Caucasus Governorate (Кавказская губерния) was an administrative division (guberniya) of the Russian Empire, which existed from 1802 until 1822. Its seat was located in Georgiyevsk. The governorate was located in the south of the European part of the Russian Empire. In 1822, the governorate was abolished and transformed into Caucasus Oblast, with the administrative center in Stavropol.
 In terms of modern administrative divisions of Russia, the area of Caucasus Governorate is currently split between Stavropol and Krasnodar Krais, Rostov Oblast, and the Republics of Kabardino-Balkaria, North Ossetia–Alania, Ingushetia, Chechnya, Dagestan, and Kalmykia, with the major part of it being located in Stavropol Krai.

==History==
Russian colonization of the Northern Caucasus started in the 1770s. In 1785, Caucasus Viceroyalty was established. It consisted of Caucasus Oblast with the seat in Yekaterinograd and Astrakhan Oblast with the seat in Astrakhan. In 1790, Caucasus Oblast was abolished and merged into Astrakhan Governorate. On November 15, 1802 Caucasus Governorate with the administrative center in Georgiyevsk was created.

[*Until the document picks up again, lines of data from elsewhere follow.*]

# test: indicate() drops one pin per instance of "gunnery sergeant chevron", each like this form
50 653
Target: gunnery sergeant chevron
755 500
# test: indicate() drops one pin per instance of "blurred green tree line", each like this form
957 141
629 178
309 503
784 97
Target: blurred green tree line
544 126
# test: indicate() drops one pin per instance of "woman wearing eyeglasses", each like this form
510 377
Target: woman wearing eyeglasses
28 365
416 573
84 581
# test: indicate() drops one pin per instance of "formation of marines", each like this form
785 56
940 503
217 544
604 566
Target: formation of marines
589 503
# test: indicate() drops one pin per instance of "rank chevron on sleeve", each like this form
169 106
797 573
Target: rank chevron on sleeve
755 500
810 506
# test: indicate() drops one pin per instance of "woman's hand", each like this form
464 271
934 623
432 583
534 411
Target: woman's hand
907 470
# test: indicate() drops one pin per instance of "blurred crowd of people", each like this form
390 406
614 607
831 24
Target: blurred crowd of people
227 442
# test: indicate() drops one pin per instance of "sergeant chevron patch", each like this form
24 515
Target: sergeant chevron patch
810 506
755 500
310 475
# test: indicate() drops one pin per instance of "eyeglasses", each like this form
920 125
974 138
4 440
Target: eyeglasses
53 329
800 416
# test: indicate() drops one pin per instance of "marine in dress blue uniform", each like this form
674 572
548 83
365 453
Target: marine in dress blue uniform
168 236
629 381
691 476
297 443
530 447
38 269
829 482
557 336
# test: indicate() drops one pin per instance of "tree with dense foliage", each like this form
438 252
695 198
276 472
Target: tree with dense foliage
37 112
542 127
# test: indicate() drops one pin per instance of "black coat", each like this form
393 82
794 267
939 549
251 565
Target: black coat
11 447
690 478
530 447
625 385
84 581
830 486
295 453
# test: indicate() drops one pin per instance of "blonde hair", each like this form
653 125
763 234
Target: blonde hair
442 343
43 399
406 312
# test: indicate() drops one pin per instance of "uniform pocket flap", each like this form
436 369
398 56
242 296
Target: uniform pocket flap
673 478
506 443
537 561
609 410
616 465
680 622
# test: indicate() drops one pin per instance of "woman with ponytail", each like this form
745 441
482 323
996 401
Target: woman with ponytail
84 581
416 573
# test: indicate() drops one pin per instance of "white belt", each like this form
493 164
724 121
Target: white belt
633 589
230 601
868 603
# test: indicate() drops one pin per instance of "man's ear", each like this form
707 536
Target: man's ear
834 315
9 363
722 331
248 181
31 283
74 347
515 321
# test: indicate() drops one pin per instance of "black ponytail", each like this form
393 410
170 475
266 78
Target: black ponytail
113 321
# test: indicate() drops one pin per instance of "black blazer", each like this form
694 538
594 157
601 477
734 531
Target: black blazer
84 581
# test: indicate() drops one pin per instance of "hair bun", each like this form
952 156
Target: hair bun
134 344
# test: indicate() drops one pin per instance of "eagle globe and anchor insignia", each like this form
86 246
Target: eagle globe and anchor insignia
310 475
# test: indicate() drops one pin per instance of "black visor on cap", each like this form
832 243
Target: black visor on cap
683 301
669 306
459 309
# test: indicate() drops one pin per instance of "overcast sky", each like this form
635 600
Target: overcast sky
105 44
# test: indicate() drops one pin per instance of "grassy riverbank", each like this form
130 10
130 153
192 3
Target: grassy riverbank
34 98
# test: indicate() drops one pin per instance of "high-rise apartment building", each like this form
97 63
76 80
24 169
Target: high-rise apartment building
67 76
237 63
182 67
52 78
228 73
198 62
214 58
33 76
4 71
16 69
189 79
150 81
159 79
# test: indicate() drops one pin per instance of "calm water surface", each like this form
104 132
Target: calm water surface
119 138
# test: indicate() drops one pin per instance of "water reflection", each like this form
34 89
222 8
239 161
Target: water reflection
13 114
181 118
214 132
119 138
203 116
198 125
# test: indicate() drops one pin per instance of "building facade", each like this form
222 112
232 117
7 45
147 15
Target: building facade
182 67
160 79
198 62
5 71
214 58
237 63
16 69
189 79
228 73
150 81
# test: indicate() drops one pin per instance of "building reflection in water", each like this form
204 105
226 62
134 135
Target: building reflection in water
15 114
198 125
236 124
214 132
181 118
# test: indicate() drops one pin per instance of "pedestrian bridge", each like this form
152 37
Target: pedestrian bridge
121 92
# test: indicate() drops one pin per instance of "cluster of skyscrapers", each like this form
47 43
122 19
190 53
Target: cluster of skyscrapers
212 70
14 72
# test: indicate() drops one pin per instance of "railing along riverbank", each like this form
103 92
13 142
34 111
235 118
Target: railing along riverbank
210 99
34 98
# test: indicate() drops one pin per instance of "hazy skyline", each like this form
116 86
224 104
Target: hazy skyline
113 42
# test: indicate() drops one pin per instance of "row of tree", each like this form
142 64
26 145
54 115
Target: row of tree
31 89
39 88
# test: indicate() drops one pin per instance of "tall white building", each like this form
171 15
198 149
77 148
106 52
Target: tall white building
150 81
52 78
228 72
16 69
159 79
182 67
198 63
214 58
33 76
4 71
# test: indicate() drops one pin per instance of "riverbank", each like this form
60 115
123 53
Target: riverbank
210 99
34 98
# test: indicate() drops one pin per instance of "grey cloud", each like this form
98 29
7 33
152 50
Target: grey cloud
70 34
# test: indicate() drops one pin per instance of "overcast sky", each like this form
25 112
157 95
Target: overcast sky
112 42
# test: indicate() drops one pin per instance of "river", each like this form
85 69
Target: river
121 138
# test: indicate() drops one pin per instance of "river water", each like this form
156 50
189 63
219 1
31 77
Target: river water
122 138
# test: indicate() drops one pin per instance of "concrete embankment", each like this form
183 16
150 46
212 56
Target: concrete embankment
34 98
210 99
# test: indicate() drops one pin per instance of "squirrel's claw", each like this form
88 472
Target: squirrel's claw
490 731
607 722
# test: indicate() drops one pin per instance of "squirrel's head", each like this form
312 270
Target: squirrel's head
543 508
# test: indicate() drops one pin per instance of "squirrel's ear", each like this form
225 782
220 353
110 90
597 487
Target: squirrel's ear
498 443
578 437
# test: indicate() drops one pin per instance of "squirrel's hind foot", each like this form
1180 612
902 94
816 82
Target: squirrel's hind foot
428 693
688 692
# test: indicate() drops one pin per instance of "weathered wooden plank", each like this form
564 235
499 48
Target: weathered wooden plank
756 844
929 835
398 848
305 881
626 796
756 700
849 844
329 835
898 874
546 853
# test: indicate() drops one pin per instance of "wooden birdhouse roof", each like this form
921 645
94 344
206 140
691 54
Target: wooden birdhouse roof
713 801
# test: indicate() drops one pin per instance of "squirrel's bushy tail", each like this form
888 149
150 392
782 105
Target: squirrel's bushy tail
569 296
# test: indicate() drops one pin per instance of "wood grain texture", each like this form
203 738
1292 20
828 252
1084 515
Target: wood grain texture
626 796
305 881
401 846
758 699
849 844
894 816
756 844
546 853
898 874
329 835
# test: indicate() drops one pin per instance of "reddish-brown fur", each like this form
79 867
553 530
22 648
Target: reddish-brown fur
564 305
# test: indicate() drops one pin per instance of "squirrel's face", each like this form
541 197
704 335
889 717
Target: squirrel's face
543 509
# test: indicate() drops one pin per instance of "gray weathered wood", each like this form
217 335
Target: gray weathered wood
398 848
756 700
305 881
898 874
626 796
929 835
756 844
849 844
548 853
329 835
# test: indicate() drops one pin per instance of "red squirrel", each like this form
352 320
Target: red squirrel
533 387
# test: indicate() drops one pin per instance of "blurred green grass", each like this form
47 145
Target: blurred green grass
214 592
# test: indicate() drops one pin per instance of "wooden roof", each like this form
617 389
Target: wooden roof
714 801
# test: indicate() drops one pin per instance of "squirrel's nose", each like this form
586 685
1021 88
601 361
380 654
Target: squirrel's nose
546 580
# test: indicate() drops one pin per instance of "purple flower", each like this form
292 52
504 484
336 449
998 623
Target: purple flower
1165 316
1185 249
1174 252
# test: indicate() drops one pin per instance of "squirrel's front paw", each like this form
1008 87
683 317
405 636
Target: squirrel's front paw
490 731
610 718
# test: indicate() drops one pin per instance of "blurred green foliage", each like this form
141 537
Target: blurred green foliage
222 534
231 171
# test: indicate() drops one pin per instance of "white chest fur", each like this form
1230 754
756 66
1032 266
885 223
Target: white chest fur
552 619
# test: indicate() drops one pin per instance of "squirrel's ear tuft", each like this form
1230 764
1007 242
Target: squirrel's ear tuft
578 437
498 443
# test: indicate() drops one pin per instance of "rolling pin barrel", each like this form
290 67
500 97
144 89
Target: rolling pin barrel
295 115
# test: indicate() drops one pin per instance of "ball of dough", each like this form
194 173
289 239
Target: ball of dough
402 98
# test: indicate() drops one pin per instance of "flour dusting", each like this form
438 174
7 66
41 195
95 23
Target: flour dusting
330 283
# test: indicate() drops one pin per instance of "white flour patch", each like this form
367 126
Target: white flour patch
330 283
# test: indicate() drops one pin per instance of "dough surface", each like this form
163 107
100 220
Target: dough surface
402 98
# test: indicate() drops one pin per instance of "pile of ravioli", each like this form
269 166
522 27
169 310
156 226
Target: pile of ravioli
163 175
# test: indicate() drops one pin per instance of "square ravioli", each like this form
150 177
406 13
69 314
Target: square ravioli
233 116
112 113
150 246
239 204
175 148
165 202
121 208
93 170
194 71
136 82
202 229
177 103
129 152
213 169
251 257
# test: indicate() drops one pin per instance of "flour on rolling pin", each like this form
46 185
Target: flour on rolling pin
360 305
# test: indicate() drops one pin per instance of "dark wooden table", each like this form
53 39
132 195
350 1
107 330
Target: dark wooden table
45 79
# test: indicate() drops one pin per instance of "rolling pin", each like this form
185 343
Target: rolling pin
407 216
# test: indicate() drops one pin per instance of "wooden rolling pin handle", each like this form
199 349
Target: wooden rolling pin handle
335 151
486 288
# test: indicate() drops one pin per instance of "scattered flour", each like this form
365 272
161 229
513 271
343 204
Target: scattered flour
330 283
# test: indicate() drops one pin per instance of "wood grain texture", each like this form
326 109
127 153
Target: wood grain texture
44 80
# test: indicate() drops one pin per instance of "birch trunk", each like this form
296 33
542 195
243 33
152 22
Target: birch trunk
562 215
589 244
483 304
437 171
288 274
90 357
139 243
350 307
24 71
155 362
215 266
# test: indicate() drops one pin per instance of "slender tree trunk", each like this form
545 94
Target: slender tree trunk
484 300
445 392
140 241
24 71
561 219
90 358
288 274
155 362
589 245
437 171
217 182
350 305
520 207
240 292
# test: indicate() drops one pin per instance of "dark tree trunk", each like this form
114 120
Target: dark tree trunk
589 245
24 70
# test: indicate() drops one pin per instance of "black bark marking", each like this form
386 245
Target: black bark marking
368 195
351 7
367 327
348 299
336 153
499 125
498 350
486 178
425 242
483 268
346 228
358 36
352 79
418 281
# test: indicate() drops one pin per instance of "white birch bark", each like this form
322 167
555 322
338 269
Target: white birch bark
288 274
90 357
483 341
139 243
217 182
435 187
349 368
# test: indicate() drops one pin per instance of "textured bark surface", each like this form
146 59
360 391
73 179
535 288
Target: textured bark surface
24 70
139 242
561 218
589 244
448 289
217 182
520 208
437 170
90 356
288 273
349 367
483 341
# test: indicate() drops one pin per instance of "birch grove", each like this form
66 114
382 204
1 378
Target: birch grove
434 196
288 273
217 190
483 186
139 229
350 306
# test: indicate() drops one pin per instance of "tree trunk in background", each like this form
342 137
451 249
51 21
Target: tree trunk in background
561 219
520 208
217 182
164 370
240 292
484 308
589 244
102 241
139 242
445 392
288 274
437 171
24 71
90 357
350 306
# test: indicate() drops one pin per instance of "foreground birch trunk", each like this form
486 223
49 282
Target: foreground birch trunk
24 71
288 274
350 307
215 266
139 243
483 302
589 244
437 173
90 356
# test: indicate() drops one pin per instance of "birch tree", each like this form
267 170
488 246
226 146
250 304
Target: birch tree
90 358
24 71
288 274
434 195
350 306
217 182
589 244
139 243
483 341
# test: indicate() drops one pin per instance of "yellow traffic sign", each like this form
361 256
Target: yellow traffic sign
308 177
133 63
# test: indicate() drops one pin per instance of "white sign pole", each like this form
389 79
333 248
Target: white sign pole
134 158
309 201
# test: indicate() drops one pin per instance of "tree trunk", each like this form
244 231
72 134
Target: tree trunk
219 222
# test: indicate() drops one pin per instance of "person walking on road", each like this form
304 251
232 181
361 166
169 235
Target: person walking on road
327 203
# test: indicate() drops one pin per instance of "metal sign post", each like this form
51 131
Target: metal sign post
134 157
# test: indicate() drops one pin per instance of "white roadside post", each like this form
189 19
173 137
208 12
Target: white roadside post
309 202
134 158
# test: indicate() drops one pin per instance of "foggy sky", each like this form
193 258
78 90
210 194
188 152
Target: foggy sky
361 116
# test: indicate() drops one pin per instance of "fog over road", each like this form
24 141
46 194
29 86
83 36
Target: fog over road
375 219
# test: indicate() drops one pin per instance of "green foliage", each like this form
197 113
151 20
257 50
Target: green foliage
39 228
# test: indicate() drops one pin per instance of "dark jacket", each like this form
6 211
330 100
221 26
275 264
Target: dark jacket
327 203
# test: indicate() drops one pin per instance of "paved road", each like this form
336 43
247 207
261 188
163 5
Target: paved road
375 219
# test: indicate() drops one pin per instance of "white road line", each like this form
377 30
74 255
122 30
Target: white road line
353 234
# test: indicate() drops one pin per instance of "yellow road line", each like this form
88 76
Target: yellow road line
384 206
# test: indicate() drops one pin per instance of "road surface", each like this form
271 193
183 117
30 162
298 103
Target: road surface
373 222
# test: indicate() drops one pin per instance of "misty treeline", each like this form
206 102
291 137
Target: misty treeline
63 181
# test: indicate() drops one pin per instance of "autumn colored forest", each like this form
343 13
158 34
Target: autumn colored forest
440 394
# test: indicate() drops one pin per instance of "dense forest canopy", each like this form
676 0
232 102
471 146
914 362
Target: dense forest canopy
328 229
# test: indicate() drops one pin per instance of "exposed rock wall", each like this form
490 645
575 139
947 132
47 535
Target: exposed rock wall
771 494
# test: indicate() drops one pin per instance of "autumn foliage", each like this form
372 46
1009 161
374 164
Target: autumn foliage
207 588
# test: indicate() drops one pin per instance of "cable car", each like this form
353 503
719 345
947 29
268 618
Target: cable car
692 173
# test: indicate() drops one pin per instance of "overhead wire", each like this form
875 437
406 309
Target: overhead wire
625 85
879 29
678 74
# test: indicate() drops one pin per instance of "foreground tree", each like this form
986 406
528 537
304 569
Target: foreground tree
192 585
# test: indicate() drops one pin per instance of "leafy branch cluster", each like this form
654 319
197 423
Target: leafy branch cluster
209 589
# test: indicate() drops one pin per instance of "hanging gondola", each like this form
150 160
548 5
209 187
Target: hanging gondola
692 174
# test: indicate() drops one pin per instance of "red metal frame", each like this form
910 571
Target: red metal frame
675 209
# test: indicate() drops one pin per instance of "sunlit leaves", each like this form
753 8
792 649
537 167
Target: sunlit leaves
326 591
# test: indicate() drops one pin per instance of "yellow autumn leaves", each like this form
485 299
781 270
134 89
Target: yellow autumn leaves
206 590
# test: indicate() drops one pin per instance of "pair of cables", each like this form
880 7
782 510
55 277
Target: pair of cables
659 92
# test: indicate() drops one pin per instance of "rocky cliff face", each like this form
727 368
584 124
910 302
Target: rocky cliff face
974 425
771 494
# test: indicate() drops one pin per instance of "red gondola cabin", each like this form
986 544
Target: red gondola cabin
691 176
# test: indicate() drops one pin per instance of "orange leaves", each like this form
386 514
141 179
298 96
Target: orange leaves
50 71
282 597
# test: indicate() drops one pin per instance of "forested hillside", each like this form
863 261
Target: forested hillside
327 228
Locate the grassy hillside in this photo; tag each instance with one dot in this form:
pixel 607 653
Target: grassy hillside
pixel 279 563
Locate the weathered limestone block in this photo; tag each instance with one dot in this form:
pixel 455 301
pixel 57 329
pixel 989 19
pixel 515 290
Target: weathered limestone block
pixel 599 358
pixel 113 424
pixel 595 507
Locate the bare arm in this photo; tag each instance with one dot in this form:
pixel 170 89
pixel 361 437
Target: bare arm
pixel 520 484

On July 24, 1822 the governorate was transformed into Caucasus Oblast, with the same borders, and its seat was moved to the city of Stavropol.

The governorate consisted of five uyezds (the administrative centers, which all had the town status, are given in parentheses),
- Alexandrovsky Uyezd (Alexandrovsk);
- Georgiyevsky Uyezd (Georgiyevsk);
- Kizlyarsky Uyezd (Kizlyar);
- Mozdoksky Uyezd (Mozdok);
- Stavropolsky Uyezd (Stavropol).

In 1822, when the governorate was abolished, Alexandrovsky Uyezd was also abolished and split between Stavropolsky and Georgiyevsky Uyezds.

==Governors==
The administration of the governorate was performed by a governor. The governors of Caucasus Governorate were
- 1793-1796 Skarzhinsky, Pyotr Mikhailovich, governor
- 1802–1804 Ivan Petrovich Kasparov, governor;
- 1804-1805 Khristian Petrovich Gildenshold (Christian Gildenschold), governor;
- 1805-1809 Nikolay Mikhaylovich Kartvelin, governor;
- 1809-1811 Mark Leontyevich Malinsky, governor;
- 1811-1813 Yakov Maximovich von Briskorn, governor;
- 1813-1820 Mark Leontyevich Malinsky, governor.

Between 1820 and 1822 the governor position was vacant.